Dear Madam Minister,
The Helsinki Committee in Poland has always counteracted the impunity of public servants. Personal immunity does not serve the purpose of guaranteeing the impunity of the members of the Polish parliament, but instead it is meant to protect the freedom of parliamentary debate.
If the debate was to assume unparliamentary forms, there are means, other than criminal prosecution, that allow the restoration of order among the members of the parliament. The continuos practice of the European Court of Human Rights is to declare that it is forbidden to use penal law to shape public debate, whereas interference in the freedom of speech of a politician, who is a member of the opposition party, should be handled with the greatest of caution.

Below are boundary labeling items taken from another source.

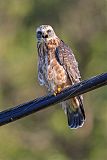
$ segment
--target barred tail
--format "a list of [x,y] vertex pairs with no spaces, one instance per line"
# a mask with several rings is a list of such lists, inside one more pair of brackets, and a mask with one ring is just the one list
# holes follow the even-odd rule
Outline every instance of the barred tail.
[[[75,102],[75,105],[73,102]],[[81,96],[75,97],[62,103],[65,103],[64,108],[67,114],[68,126],[72,129],[82,127],[85,121],[85,112]]]

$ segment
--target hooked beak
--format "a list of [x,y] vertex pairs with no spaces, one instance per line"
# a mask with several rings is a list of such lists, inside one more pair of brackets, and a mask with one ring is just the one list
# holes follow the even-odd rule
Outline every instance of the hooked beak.
[[48,34],[47,33],[43,33],[42,38],[48,38]]

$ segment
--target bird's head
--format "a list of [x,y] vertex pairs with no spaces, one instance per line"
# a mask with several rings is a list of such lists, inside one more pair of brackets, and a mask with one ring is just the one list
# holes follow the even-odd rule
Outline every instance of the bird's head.
[[50,39],[53,39],[56,36],[53,28],[49,25],[41,25],[36,30],[36,36],[38,41],[48,42]]

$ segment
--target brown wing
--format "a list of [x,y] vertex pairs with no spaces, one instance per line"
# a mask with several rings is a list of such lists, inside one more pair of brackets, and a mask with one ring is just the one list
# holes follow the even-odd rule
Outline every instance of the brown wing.
[[79,82],[81,76],[78,70],[78,63],[72,50],[63,41],[56,48],[56,58],[66,70],[72,84]]
[[45,64],[43,45],[38,43],[37,49],[38,49],[38,81],[40,85],[48,86],[48,82],[46,78],[46,64]]

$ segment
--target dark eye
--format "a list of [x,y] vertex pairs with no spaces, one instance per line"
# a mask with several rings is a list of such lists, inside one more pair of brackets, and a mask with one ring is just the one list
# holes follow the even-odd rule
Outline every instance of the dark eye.
[[39,38],[41,38],[42,37],[42,32],[41,31],[38,31],[37,32],[37,38],[39,39]]
[[47,30],[47,33],[51,33],[51,30],[50,30],[50,29],[48,29],[48,30]]
[[42,32],[41,32],[41,31],[38,31],[37,34],[38,34],[38,35],[42,35]]

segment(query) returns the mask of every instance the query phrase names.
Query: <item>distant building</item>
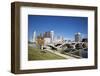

With this in mind, and critically judging the public activity of parliamentary member A. Lepper, the Helsinki Committee has doubts, whether the precedent of repealing someone’s immunity in order to allow the public prosecutor’s office to prosecute him for the statements made during a parliamentary debate, will be of great service to the strengthening of democracy in Poland, and whether it will have a positive influence on the improvement of political moral standards.
Such doubts would cease to exist in the case of prosecuting a parliamentary member, e.g. for preventing the execution of a legally binding court sentence, illegal roadblocks, etc.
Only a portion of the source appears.